The 11 Coolest Cars We're Pretty Sure You've Never Heard Of
Everyone's heard of a Porsche, Ferrari or Lamborghini, but there are some high-end cars out there that practically no one at all has heard of. Do you know what a Mitsuoka is? Or a Savage Rivale? I'm not surprised if the answer is no, but don't fret - you're about to find out:
Savage Rivale Roadyacht GTS
This car is built by a Dutch coach-builder called Savage Rivale, and it's a four-door, convertible supercar. It looks like a flower when it has all its doors open, and its interior is beautifully appointed, meaning the roadyacht name is very befitting to this car. It will reach 60mph in 3.4 seconds and keep on accelerating until it's at speeds of over 200mph.
This one is as odd as they come. Conceived by a Slovenian racing driver, this car started off life as a kit car based on a Honda Accord, however since then the design has received an Audi V8 engine and a custom suspension setup. The changes mean the car comes close to reaching 200mph at its top speed, and will accelerate to 60mph from rest in just 3.7 seconds.
Noble is a small-volume British sports car manufacturer that has been around since the 1990s. The model pictured, the M12, is powered by a turbocharged Ford V6. Early cars had 310hp, however, power outputs rose over the years, with later cars producing in excess of 400hp. This is a fine example of a beautiful, rare and modern British sports car.
The Danes appear to have gone completely mad building this one. It's both turbocharged and supercharged, exorbitantly expensive, and can reach an eye-watering 233mph. What's even scarier is the fact that it has a reputation for setting itself on fire. Lovely...
Koenigsegg is a Swedish supercar manufacturer that produces some of the fastest cars in the world, and the CCX model pictured here is no exception. It is an evolution of one of the manufacturer's earliest designs, namely the CC. The CCX's production run ended in 2015, with less than 50 of the 245mph supercars being built in just under 10 years.
Venturi 400 Trophy
Venturi is a practically unheard of French manufacturer that builds road-going racers such as the 400 Trophy seen here. It is one of just 73 cars of its kind in the entire world, and is powered by a 3.0-liter turbocharged V6 producing over 400hp. This particular model was in production between 1992 and 1994.

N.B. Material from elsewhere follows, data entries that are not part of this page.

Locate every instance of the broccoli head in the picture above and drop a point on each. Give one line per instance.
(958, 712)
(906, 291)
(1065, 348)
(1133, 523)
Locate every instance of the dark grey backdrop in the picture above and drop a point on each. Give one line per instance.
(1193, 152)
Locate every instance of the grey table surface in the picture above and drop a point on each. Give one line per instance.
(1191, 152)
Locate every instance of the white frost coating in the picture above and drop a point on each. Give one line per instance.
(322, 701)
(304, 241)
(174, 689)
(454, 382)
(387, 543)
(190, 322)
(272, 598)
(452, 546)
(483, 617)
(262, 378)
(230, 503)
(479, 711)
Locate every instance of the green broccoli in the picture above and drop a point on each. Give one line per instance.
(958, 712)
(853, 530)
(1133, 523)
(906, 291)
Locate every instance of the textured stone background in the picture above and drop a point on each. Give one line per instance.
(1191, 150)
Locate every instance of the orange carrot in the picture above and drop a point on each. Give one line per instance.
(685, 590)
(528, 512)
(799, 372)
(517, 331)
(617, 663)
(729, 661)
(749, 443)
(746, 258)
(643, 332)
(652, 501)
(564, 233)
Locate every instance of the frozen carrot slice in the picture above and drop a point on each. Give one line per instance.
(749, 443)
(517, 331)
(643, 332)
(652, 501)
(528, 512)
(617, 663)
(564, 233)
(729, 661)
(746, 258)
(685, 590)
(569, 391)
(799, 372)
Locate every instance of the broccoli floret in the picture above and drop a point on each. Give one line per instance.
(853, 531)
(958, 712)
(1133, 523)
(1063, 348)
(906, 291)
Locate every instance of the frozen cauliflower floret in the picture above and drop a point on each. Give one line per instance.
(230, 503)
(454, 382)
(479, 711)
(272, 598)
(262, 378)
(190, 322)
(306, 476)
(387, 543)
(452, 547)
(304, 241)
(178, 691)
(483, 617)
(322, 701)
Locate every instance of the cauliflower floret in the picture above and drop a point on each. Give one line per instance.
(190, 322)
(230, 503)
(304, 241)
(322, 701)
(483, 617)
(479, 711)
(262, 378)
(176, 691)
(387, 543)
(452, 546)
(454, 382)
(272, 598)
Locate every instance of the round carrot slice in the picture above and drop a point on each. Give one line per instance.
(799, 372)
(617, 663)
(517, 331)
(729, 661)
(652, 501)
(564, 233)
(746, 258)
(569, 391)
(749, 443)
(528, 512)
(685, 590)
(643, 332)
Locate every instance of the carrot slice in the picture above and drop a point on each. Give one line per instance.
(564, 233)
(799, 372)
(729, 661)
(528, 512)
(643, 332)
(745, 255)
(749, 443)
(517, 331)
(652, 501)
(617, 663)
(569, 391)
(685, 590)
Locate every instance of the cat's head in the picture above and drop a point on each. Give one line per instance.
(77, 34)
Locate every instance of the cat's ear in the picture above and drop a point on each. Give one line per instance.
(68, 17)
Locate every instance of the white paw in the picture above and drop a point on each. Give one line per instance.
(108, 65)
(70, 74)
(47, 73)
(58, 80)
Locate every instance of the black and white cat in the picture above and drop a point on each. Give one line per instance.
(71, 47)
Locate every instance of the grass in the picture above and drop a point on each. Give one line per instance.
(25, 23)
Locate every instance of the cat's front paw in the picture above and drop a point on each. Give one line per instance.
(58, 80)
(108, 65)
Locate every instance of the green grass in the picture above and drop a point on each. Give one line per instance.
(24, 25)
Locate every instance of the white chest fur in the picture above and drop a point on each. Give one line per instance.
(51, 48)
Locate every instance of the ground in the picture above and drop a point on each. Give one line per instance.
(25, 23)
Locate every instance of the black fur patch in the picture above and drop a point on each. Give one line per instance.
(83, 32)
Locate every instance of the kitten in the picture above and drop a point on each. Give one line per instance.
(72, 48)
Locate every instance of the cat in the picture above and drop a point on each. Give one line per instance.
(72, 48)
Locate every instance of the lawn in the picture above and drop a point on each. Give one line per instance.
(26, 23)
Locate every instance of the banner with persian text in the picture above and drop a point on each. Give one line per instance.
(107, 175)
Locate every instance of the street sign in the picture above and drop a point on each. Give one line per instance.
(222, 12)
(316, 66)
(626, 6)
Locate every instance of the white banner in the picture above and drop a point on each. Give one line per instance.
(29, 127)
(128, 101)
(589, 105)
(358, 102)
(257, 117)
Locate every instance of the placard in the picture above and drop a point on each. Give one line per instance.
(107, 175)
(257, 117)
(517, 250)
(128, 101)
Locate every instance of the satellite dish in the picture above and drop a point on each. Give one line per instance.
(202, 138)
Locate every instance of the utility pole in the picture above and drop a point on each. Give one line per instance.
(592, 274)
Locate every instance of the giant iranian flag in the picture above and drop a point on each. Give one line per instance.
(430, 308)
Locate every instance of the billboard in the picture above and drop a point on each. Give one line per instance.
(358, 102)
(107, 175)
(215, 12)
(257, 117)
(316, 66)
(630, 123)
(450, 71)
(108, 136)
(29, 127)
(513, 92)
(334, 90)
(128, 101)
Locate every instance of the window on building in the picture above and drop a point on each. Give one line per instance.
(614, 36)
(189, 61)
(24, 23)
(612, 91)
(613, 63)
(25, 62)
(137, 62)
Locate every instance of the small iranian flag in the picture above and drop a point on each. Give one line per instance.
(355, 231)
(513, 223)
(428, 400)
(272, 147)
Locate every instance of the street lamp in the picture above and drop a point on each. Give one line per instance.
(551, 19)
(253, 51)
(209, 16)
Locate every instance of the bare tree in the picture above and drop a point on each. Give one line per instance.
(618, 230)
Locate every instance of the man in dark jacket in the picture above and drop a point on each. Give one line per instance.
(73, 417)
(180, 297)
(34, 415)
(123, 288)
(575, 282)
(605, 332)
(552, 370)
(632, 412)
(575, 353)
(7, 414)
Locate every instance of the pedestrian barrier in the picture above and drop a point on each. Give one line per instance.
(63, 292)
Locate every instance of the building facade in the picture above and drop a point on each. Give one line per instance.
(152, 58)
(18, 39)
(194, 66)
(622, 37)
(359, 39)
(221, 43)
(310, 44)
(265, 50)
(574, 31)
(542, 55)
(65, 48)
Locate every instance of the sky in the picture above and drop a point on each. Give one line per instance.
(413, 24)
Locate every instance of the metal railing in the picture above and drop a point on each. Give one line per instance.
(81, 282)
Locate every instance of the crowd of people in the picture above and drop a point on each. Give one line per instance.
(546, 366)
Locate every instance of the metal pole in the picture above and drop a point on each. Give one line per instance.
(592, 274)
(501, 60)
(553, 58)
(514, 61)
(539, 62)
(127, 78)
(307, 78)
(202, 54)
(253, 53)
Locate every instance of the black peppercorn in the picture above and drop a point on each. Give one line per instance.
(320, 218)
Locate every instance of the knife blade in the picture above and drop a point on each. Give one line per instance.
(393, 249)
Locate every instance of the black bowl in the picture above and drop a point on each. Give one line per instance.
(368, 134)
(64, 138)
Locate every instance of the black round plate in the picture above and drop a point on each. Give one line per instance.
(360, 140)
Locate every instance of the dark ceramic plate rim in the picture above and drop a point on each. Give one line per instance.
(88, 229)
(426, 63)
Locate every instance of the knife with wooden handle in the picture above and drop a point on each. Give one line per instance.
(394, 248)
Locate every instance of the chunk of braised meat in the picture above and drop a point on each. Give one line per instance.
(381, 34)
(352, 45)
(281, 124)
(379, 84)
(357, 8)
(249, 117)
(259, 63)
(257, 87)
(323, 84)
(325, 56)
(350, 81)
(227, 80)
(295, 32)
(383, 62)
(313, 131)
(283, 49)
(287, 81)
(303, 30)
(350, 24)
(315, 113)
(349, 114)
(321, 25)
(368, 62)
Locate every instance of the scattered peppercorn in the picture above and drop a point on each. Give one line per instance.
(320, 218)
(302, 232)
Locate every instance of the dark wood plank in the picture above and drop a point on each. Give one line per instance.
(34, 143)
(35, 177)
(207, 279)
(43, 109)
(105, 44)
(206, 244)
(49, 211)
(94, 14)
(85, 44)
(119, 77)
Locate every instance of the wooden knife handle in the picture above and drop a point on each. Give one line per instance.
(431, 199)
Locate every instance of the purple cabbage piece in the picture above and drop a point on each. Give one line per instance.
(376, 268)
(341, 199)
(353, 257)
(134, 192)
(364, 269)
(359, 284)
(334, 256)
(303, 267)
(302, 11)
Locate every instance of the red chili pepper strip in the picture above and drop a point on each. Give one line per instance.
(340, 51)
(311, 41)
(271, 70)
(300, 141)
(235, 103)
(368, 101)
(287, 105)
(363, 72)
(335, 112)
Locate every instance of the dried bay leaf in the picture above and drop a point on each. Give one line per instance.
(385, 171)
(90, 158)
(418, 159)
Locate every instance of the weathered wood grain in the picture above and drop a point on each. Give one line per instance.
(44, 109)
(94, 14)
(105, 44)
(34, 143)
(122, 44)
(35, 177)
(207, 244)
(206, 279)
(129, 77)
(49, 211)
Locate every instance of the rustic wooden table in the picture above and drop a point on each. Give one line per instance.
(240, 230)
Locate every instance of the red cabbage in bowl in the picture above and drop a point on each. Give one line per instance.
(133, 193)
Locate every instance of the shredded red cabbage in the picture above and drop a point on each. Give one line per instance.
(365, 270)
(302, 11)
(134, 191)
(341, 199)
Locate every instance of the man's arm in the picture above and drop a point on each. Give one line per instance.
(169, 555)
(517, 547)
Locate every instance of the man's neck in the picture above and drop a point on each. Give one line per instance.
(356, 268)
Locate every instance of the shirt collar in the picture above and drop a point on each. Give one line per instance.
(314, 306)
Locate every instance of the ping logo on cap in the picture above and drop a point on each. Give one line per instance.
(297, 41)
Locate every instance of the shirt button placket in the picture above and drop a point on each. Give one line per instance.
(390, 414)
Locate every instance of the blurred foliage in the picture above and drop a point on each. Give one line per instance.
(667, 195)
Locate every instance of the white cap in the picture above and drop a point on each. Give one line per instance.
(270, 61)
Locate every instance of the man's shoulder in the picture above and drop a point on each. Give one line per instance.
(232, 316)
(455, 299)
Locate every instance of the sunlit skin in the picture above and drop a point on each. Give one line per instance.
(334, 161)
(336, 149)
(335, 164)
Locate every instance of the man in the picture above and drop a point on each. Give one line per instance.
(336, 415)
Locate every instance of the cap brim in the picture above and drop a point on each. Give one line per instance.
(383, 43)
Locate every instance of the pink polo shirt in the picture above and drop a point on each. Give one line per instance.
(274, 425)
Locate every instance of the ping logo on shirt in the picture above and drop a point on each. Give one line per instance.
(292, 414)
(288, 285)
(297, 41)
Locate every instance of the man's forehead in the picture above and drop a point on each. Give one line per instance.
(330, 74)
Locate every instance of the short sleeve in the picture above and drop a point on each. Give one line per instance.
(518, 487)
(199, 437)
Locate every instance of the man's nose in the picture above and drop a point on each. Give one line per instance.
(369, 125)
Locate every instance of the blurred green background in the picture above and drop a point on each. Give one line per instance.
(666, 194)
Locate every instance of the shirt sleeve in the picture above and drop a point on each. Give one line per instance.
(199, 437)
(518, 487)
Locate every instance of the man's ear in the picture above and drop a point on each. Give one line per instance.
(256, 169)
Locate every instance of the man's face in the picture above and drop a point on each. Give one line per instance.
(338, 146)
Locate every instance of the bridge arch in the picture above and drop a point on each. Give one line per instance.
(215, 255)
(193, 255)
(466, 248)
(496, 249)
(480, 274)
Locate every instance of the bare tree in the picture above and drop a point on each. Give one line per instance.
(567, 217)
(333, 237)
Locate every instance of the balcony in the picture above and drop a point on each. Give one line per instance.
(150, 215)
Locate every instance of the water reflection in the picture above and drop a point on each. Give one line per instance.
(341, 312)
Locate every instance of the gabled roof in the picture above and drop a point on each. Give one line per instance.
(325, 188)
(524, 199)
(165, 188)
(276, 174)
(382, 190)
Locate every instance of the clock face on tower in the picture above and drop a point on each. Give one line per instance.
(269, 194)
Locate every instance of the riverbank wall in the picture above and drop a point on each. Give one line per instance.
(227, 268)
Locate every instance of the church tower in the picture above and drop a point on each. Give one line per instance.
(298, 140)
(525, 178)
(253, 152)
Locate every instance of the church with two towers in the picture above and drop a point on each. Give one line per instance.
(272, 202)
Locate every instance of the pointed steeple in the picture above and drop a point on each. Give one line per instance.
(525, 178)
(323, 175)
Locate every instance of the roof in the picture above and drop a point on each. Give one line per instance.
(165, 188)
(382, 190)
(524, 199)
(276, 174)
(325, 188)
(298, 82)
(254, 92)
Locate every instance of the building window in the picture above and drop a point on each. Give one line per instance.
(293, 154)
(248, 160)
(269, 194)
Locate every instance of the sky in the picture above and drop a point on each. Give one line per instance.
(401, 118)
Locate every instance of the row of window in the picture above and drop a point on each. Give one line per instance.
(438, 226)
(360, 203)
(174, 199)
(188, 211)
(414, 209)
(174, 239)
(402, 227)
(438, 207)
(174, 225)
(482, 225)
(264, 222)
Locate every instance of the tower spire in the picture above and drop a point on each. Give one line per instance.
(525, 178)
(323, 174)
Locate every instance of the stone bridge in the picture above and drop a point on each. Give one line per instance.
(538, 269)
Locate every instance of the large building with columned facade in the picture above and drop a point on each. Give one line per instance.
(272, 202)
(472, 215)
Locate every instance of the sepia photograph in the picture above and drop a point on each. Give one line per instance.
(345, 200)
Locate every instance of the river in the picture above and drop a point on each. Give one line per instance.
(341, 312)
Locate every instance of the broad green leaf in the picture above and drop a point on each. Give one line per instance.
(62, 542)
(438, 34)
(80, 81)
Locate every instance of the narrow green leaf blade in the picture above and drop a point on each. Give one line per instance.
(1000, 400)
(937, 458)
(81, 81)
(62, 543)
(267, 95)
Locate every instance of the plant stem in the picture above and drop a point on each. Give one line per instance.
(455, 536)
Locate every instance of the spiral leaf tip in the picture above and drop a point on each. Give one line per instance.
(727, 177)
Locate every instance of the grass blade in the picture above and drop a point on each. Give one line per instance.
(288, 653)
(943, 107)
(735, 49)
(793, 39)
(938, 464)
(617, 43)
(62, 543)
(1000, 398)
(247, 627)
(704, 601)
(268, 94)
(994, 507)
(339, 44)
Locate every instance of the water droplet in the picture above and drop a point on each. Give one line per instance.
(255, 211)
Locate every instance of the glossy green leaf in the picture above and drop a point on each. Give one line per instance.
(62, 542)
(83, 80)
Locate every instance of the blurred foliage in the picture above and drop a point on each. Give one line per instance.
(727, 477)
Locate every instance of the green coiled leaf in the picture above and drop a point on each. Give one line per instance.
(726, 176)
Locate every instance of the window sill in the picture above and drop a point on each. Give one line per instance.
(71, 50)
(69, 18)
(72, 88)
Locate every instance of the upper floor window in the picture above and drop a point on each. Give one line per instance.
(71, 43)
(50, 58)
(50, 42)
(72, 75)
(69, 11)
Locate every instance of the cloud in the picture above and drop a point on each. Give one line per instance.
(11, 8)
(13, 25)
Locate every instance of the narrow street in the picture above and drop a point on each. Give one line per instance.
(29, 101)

Dartz is an American manufacturer that builds completely bulletproof cars for individuals who have enough cash to buy them. The Prombron pictured here is designed to withstand small explosions and ballistic fire from 12.7mm bullet rounds. No other production car offers this level of protection to its occupants.
DC Design Avanti
An Indian sports car anyone? DC Design started off life building retrofitting kits to create facsimiles of luxury cars like the Porsche Cayenne and Hummer H1, but the Avanti represents the first time they've built their own car. The company aims to build 200 Avantis per year, with the first ones to leave the factory being powered by a turbocharged 4-cylinder Ford engine.
In fairness, some of you may have heard of this Italian supercar before. It's one of the most exquisite things on four wheels - if you've never seen the interior of a Huayra, Google it. Now. Power comes from a turbocharged Mercedes-Benz AMG V12 engine, it costs $1.4 million and it's almost entirely hand-built by artisans. It's truly the stuff automotive dreams are made of.
The Mitsuoka Orochi is an oddball sports car that hails from Japan. It was built between 2006 and 2014, although it was first unveiled as a concept car back in 2001. It's a car that comes from a long line of weird cars by the specialist manufacturer, which is based in Toyama City.
This Spanish supercar is built in Valencia, and is powered by a supercharged 8.3-liter Dodge V10 that produces 780hp. The Spano project was kept secret from the public for a number of years, before finally being unveiled in 2008. Production of this supercar is still ongoing, however, there will be just 99 of them in existence by the time the last car rolls off the line.